[ 
https://issues.apache.org/jira/browse/CASSANDRA-15700?page=com.atlassian.jira.plugin.system.issuetabpanels:comment-tabpanel&focusedCommentId=17077512#comment-17077512
 ] 

Benedict Elliott Smith commented on CASSANDRA-15700:
----------------------------------------------------

{quote}Remove pruning and expire time tracking from enqueue.
{quote}
This would be a regression from 3.0 unfortunately, though the semantic for 3.0 
was a to use the head of the list, which we could potentially restore (not 
necessarily as trivially as might be desired, but it is achievable).
{quote}Compute a weighted average of each message expire time.
{quote}
I assume you mean to maintain a guess of the number of items we _on average_ 
have in the queue?
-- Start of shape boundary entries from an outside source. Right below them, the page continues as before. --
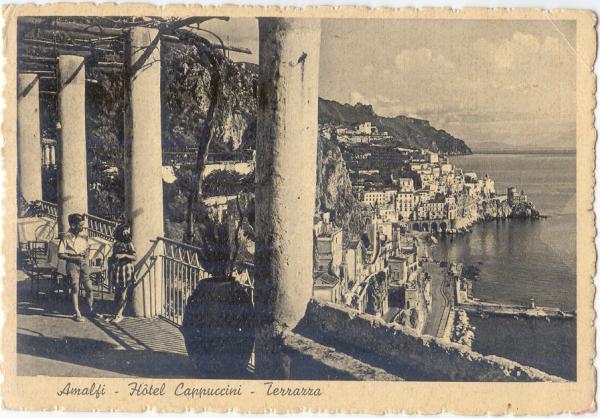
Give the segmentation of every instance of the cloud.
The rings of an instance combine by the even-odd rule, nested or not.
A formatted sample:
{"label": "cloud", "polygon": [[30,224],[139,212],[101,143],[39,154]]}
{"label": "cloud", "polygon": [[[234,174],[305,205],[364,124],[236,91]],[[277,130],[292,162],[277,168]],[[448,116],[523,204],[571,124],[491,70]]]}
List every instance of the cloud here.
{"label": "cloud", "polygon": [[403,71],[436,71],[452,69],[454,64],[442,54],[435,54],[429,48],[404,49],[394,58],[396,67]]}
{"label": "cloud", "polygon": [[375,66],[373,64],[367,64],[363,67],[363,73],[365,73],[365,75],[371,75],[373,74],[373,71],[375,71]]}
{"label": "cloud", "polygon": [[363,96],[361,93],[355,90],[350,93],[350,104],[354,105],[356,103],[371,104],[369,99],[367,99],[365,96]]}
{"label": "cloud", "polygon": [[410,71],[415,68],[423,69],[431,62],[432,52],[429,48],[404,49],[394,59],[396,67]]}

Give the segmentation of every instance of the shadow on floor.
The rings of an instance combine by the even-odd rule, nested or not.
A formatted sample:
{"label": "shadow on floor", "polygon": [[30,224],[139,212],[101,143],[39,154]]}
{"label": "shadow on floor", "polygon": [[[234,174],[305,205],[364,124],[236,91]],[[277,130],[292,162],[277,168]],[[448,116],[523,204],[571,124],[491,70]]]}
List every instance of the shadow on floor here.
{"label": "shadow on floor", "polygon": [[124,350],[117,345],[89,338],[18,334],[17,351],[131,376],[196,377],[187,356],[151,350]]}

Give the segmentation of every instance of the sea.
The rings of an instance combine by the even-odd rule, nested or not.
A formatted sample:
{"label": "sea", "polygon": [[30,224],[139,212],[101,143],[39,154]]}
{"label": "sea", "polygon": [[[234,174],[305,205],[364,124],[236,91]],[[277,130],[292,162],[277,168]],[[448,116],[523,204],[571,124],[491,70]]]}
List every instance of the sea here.
{"label": "sea", "polygon": [[[474,154],[451,157],[464,171],[488,174],[497,193],[524,190],[548,218],[477,224],[471,233],[440,239],[437,259],[480,269],[475,297],[490,302],[576,310],[576,168],[574,154]],[[481,318],[473,349],[577,379],[575,320]]]}

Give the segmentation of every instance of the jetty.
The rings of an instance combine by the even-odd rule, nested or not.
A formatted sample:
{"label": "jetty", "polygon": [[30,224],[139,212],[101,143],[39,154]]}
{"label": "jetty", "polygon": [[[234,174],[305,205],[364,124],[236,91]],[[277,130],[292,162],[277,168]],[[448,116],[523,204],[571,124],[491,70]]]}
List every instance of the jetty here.
{"label": "jetty", "polygon": [[461,303],[457,305],[457,308],[463,309],[466,312],[481,315],[513,316],[520,318],[573,319],[577,316],[575,311],[563,311],[559,308],[508,305],[481,301]]}

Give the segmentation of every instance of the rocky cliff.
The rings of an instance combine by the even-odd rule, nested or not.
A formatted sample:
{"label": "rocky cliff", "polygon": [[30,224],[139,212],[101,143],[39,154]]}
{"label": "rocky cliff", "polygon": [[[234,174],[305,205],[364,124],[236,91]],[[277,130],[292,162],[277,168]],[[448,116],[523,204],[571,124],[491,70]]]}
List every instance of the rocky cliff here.
{"label": "rocky cliff", "polygon": [[317,147],[317,210],[331,211],[334,223],[344,230],[344,241],[364,229],[365,217],[356,197],[340,148],[319,138]]}
{"label": "rocky cliff", "polygon": [[[165,50],[163,68],[163,146],[181,150],[197,146],[195,127],[206,119],[210,91],[209,63],[195,48]],[[218,135],[212,150],[253,148],[256,135],[257,75],[245,63],[223,65],[220,107],[215,113]]]}
{"label": "rocky cliff", "polygon": [[319,99],[319,123],[352,127],[363,122],[371,122],[381,132],[387,131],[399,146],[429,149],[452,155],[471,154],[471,149],[463,140],[434,128],[429,121],[408,116],[382,117],[375,113],[371,105],[357,103],[352,106],[334,100]]}

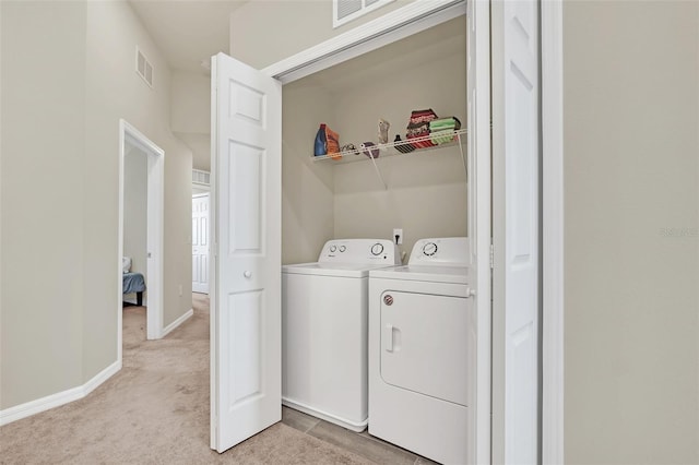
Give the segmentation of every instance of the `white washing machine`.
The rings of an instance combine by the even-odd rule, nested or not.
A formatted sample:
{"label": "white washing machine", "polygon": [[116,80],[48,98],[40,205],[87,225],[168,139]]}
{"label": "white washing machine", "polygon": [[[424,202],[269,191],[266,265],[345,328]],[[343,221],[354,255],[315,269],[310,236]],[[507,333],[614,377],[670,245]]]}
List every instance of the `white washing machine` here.
{"label": "white washing machine", "polygon": [[363,431],[368,415],[369,271],[400,264],[390,240],[325,243],[282,266],[282,403]]}
{"label": "white washing machine", "polygon": [[369,433],[473,463],[476,322],[466,238],[422,239],[369,273]]}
In which case I am fairly strongly -1 on this category 
approach. One of the features running through this work is that we make strong 
guarantees, and this would weaken that.  I would prefer to be able to stipulate 
that (e.g.) we never reject an {{enqueue}} if more than 20% of the queue is 
already expired.
{quote}I would personally opt for a fix which doesn't increase overall 
complexity
{quote}
Complexity is in the eye of the beholder :)  I think the main goal should be 
minimising risk to delivery. The stability of this patch has been tested 
_fairly_ extensively and so far held up, so messing with important control flow 
semantics is something I would prefer to avoid.
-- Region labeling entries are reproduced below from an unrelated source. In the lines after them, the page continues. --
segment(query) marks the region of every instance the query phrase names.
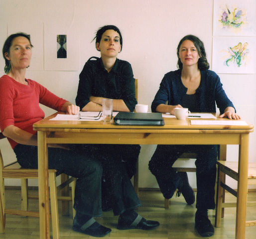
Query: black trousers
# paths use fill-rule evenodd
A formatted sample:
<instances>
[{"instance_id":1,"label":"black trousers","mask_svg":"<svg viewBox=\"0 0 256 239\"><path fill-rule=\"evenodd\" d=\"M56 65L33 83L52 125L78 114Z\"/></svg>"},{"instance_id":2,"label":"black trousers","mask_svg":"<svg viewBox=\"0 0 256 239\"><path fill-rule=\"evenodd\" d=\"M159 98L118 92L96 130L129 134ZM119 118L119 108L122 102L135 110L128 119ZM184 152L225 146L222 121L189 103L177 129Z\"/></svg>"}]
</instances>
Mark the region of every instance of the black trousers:
<instances>
[{"instance_id":1,"label":"black trousers","mask_svg":"<svg viewBox=\"0 0 256 239\"><path fill-rule=\"evenodd\" d=\"M149 161L149 170L158 182L163 182L163 185L172 188L161 188L159 185L162 192L168 189L175 190L182 180L172 165L184 152L197 154L196 208L214 209L218 145L158 145Z\"/></svg>"},{"instance_id":2,"label":"black trousers","mask_svg":"<svg viewBox=\"0 0 256 239\"><path fill-rule=\"evenodd\" d=\"M37 168L37 147L17 145L13 150L21 166ZM49 168L77 178L75 192L74 209L81 214L100 217L102 215L102 188L111 195L110 205L114 215L141 206L126 170L120 160L112 160L105 156L86 152L79 148L67 150L48 148ZM102 183L103 175L105 182Z\"/></svg>"}]
</instances>

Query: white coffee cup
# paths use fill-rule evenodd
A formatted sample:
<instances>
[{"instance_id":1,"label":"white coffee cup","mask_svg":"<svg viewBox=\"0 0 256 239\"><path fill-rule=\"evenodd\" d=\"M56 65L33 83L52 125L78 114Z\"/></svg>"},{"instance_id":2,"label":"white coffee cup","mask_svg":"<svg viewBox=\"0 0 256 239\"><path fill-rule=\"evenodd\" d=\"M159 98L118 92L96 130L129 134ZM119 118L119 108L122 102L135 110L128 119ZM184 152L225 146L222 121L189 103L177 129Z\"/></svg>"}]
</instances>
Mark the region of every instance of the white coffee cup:
<instances>
[{"instance_id":1,"label":"white coffee cup","mask_svg":"<svg viewBox=\"0 0 256 239\"><path fill-rule=\"evenodd\" d=\"M102 100L103 120L104 122L112 121L113 112L113 100L104 99Z\"/></svg>"},{"instance_id":2,"label":"white coffee cup","mask_svg":"<svg viewBox=\"0 0 256 239\"><path fill-rule=\"evenodd\" d=\"M175 108L174 112L178 120L185 120L190 114L188 108Z\"/></svg>"},{"instance_id":3,"label":"white coffee cup","mask_svg":"<svg viewBox=\"0 0 256 239\"><path fill-rule=\"evenodd\" d=\"M148 109L147 105L136 105L135 106L135 110L138 113L146 113Z\"/></svg>"}]
</instances>

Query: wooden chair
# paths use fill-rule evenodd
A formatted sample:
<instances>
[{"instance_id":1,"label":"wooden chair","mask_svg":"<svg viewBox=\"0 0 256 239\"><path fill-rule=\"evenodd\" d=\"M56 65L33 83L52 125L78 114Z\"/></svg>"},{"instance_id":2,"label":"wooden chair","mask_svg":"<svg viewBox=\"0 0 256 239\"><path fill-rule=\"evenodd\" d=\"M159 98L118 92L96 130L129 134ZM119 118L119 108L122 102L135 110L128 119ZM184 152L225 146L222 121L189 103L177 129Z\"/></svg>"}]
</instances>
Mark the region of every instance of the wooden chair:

I think the least risky approach is to change how we compute and select the 
expiration time we use for triggering an expiration. This also has the benefit 
of maintaining well-define guarantees, is simple, and modifies no behaviours 
besides the selection of this value. For instance, picking an expiration time 
that we expect to contain a certain amount of data, then simply tracking 
_accurately_ on the delivery thread that it really does so. Once it doesn't, we 
prune to pick a better value.

More specifically (e.g.), you pick a time {{t}}, such that you expect the set 
of messages with expiration less than {{t}}, say {{M(<t)}}, should collectively 
occupy no more than 20% of the connection's data or item limit. As you 
introduce new messages, you simply record the total amount of data represented 
by {{M(<t)}}, and if it crosses the threshold, you recompute picking a new 
{{t}}. Assuming a random distribution of expiration this should be amortised 
constant time, as whatever {{t}} we pick first, our new {{t}} will be 
recomputed only {{O(1/n)}} times, at {{O(n)}} cost.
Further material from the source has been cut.